Support Means Support

Tonight was our monthly DS New Parent Support Group meeting.  Honestly, I didn’t really want to go because I hate having to tell people about Averi and I didn’t want to have another reason why she is behind the other kids in the group.  Luckily I pulled myself together and we went.

At the beginning of each meeting we usually go around the room and tell everyone the last months update on our kids.  As it got close to being our turn I realized that Dan wasn’t sitting next to me but was in fact standing by the cookies eating.  I panicked.  I didn’t want to have to be the one to tell everyone that my daughter was getting ready to start chemo.  I finally got his attention and he came over just in time.

As he started explaining our situation I found myself getting emotional.  This is a group of people that could very easily be in our shoes.  These are people that know what it feels like to have a truly sick child.  These are people who are my friends!

Then, to my astonishment, they brought us bags and baskets filled with gifts – subway gift cards, pampering supplies, books for Kaili, toys for Averi.  I should have known better.  This was exactly where I needed to be tonight.  I felt such an outpouring of love and support and true empathy.

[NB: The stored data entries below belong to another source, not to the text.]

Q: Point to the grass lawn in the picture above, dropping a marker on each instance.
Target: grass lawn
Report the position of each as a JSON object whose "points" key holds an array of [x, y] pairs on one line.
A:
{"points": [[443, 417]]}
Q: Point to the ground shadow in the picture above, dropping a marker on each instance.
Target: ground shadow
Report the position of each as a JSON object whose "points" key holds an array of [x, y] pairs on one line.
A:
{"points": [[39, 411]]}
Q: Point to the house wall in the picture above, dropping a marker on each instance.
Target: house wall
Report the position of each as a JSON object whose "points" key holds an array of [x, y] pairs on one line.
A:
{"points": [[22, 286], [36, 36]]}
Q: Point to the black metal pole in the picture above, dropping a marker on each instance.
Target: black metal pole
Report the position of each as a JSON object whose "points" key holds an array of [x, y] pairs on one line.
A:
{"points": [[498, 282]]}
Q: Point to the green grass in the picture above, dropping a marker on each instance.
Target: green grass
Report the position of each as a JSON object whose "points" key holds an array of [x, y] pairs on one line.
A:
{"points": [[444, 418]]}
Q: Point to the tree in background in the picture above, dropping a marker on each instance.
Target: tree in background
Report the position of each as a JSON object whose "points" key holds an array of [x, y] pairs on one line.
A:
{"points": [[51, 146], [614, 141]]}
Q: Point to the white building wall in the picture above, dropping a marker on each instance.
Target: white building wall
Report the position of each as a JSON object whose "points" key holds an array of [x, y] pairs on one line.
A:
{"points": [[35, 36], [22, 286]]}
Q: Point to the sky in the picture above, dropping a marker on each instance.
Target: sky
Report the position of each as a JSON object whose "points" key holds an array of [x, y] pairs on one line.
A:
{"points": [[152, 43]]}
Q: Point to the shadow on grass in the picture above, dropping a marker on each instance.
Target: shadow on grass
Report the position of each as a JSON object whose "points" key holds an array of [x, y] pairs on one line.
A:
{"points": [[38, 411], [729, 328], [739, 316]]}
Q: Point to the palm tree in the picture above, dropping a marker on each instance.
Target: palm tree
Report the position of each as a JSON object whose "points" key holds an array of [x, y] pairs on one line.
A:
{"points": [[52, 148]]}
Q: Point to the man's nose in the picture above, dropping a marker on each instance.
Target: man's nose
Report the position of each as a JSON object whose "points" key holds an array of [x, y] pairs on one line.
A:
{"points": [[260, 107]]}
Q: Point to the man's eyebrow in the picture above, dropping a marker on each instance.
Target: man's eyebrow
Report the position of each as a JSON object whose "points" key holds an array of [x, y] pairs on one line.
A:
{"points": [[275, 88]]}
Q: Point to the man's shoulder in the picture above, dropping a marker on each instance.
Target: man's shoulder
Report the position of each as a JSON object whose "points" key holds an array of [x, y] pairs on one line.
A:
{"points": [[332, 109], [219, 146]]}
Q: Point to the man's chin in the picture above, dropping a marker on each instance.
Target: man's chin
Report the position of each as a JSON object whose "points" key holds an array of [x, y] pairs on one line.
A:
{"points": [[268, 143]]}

I am so, so grateful for the support that we have received from so many people and I only pray that I will one day be able to pay it forward.

4 comments:

Lauren in GA said...

I am so glad that that happened. You deserve support...and I know you will pay it forward someday. Maybe not in the same exact way but you serve others all of the time.

Anonymous said...

it looks like you and I don't need different friends after all. We will be there for you through thick and thin because we know that you would do the same for us. Too bad thinks are SO thick right now.

Garn said...

I have been following your blog since my cousin introduced it to me. Your Averi is in our prayers.

I appreciate your example as we enter into this world of Down syndrome. It is support for me so thank you!

Stephanie said...

I'm crying Tiff. I am so glad that you have a wonderful support group and are able to connect with people who understand a little better than others. We love you guys and keep you in our prayers everyday.